Пьер снова внимательно смотрел на нее. Он говорил себе, что Тошан все-таки немного сумасшедший или настолько неразумен, что уезжает на неопределенный срок, оставляя такую ослепительно красивую юную женщину. Он наблюдал, как многие мужчины откровенно и бесстыдно любуются ею.
— И в самом деле, — воскликнул он в конце обеда, — знаешь ли ты, что твой муж просил меня забрать его собак и сани? По приезде в Роберваль он должен был поручить их Гамелену, а тот мне, чтобы я переправил их в Валь-Жальбер. Тошан думает, что они могут тебе понадобиться.
Эрмин ответила, что ничего об этом не знает. Наверное, Тошан поразмыслил и принял это решение в последнюю минуту. Она встала, торопясь выйти на воздух.
— Давайте поспешим, — взмолилась она, — здесь так накурено!
— Ты права, не стоит задерживаться. В дорогу!
Но автомобиль проехал всего десяток метров и заглох. Это привлекло нескольких любопытных, причем каждый давал какие-то технические советы.
— Рюдель тебя облапошил, Пьер, — усмехнулся старичок с трубкой в зубах. — Продал тебе металлолом…
Услышав новости, явился хозяин постоялого двора. Мукки воспользовался задержкой, чтобы побегать по набережной, где было гораздо меньше гуляющих, чем летом. Через час пришлось отказаться от попыток починить забастовавшую машину.
— Будем спать тута, в Перибонке! — заявил Пьер Тибо, видя, как быстро темнеет. — Если эта проклятая таратайка приказала долго жить, я разыщу другой вид транспорта. Не ждите меня, я ненадолго отлучусь.
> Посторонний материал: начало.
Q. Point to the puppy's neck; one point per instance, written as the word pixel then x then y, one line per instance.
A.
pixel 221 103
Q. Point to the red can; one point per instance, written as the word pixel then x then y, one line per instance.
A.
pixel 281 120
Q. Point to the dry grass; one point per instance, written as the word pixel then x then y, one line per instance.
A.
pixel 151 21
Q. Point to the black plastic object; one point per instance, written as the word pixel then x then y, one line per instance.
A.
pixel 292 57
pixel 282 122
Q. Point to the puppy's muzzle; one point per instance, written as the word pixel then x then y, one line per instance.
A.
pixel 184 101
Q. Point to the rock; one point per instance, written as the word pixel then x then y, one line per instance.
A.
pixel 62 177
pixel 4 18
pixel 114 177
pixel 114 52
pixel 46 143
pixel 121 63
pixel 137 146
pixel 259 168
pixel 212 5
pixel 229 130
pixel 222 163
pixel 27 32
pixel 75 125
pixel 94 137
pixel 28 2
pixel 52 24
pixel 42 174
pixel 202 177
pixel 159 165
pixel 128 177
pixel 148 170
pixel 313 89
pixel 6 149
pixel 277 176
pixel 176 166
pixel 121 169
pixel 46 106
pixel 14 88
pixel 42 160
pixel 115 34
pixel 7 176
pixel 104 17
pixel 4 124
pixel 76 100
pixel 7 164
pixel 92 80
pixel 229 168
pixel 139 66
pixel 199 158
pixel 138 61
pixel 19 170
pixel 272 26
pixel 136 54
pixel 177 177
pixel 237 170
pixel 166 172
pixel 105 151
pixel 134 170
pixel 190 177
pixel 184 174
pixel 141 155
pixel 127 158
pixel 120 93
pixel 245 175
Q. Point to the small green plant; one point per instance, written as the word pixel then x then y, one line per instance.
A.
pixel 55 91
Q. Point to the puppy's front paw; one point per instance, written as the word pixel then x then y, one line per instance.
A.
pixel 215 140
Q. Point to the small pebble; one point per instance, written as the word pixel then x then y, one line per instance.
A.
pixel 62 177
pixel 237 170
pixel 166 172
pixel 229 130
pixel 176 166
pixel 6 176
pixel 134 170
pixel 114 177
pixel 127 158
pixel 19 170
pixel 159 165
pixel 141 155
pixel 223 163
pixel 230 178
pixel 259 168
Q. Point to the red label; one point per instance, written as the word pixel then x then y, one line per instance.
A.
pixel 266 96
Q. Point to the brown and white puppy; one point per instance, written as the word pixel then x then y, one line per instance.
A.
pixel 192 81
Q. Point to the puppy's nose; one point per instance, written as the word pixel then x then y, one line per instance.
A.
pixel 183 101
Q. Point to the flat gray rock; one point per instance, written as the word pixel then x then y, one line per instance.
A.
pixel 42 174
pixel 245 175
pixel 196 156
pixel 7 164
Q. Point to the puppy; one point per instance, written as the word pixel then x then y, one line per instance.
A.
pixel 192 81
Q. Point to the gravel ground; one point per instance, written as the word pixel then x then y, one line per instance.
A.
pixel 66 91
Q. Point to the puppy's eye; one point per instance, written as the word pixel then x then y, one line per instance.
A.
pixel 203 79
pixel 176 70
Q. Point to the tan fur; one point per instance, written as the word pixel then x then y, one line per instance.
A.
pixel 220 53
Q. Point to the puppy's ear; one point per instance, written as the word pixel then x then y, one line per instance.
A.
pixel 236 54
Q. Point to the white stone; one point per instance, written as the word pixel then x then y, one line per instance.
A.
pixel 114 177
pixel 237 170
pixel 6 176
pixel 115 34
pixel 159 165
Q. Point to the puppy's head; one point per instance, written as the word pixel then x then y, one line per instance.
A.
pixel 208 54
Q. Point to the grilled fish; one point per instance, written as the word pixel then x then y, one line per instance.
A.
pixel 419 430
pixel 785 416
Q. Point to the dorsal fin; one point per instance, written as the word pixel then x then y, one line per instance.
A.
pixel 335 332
Он удалился медленно и степенно по длинной главной улице. Все дети, кроме Кионы, были расстроены. Она прижалась к матери, но не капризничала. Тала вела себя сдержанно, но с трудом скрывала досаду. Она постоянно вглядывалась в лица бродивших поблизости прохожих.
— Ты чего-то боишься? — спросила Эрмин еле слышно.
— Не чувствую себя в безопасности! — ответила индианка. — Если бы я нашла кого-то, кто мог бы отвезти меня в Роберваль до наступления ночи, мне стало бы спокойнее. Ой, кажется, мне повезло…
Тала бросилась к мужчине в красной вязаной шапочке и толстой драповой куртке. Они быстро о чем-то поговорили.
— Кто это? — спросила молодая женщина у Мадлен.
— Мне кажется, это Овид Лафлер, учитель. Его хорошо знает моя тетя; все каникулы он занимается с детьми монтанье. Давай подойдем, поздороваемся. Он такой же робкий, как и я.